We werden destijds ook uitgenodigd op de doop van Jezebel, de ezelin van “paster” Seppen Geldhof.  De pispot met water en een bezwerende formule volstonden om het balkende beestje op te nemen in de schijnheilige wereld.  Wel kon ze jaarlijks in de maand mei met haar soortgenoot en kameraad een mooie wandeling maken in Brugge tijdens de H. Bloedprocessie.

Ze werden dan beiden gemend door ezelkweker-pastoor Seppen die omwille van de historiciteit met zijn blote voeten in sandalen rondliep.  In december waren beide ezels nog eens van dienst. Ze vervulden een rol in de liturgie van de middernachtmis op Kerstmis.

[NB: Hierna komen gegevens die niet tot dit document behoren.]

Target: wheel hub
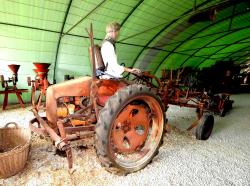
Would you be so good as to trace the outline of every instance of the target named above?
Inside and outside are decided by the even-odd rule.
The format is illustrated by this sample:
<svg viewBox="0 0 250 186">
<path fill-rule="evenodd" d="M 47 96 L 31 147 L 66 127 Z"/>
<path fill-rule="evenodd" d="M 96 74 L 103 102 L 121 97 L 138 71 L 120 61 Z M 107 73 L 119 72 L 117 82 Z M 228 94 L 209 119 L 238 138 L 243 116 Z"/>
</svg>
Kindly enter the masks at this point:
<svg viewBox="0 0 250 186">
<path fill-rule="evenodd" d="M 114 122 L 114 148 L 119 153 L 134 152 L 145 142 L 149 124 L 150 118 L 144 106 L 126 106 Z"/>
</svg>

Op de pastorie beschikte Seppen over een goede wijnkelder.  Plots herinnerde hij er mij tijdens een bezoek aan dat hij de H. Mis moest opdragen en dat we onze degustatie noodgedwongen moesten onderbreken.  Maar geen nood.  Ik bood aan om mee te gaan.  Hij preekte over “De barmhartige Samaritaan”.  Het is me bijgebleven als “nog beter dan paus Franciscus”.  Daarna werd de degustatie gewoon weer verdergezet.  Jezus veranderde water in wijn, waarom zou drinken dan een zonde zijn ?  Tijdens die “Tischgespräche” vertrouwde hij me toe dat een diepbedroefde vrouw hem gevraagd had om haar pas gestorven hond te mogen begraven op het kerkhof.  Na enige aarzeling had hij er mee ingestemd op voorwaarde dat dit zonder ceremonieel zou verlopen.  Een Goede Herder blijft rechtzinnig in de leer.  Voor dieren bestaan geen genademiddelen maar ze kunnen wel gezegend worden, maar dit enkel bij leven.  Denk aan de paardenzegening en de zegening van jachthonden.  Sint-Hubertus is de beschermheilige van dieren en jagers.

Jozef ontving soms een mooi casueel, zoals die keer dat de dochter van de gouverneur in zijn mooi kerkje trouwde en met die gift, die buiten het aangegeven inkomen bleef, kocht hij wetenschappelijke referentiewerken over geschiedkunde.  Dit was onmisbaar materiaal voor zijn talrijke belangrijke publicaties.  Zeg maar gerust dat hij een kleurrijke figuur was die ook al eens de kerkelijke hiërarchie durfde trotseren.  In de homilie bij zijn begrafenis werd er geen woord gezegd over zijn veelzijdigheid.  Hij werd afgeschilderd als een gewone parochieherder.  De kerk liet zich weer eens zien langs zijn meest wereldvreemde en kleine kant.  En dan te weten dat Jozef was achtergebleven met een enorm verdriet door het overlijden van zijn zorgzame moeder die inwoonde op de pastorie (wel wettelijk voorzien een gratis woning betaald door de “kerkfabriek”) en wier graf hij dagelijks passeerde.  Hoe eenzaam kan een priester zijn binnen het carcan van het verplichte celibaat.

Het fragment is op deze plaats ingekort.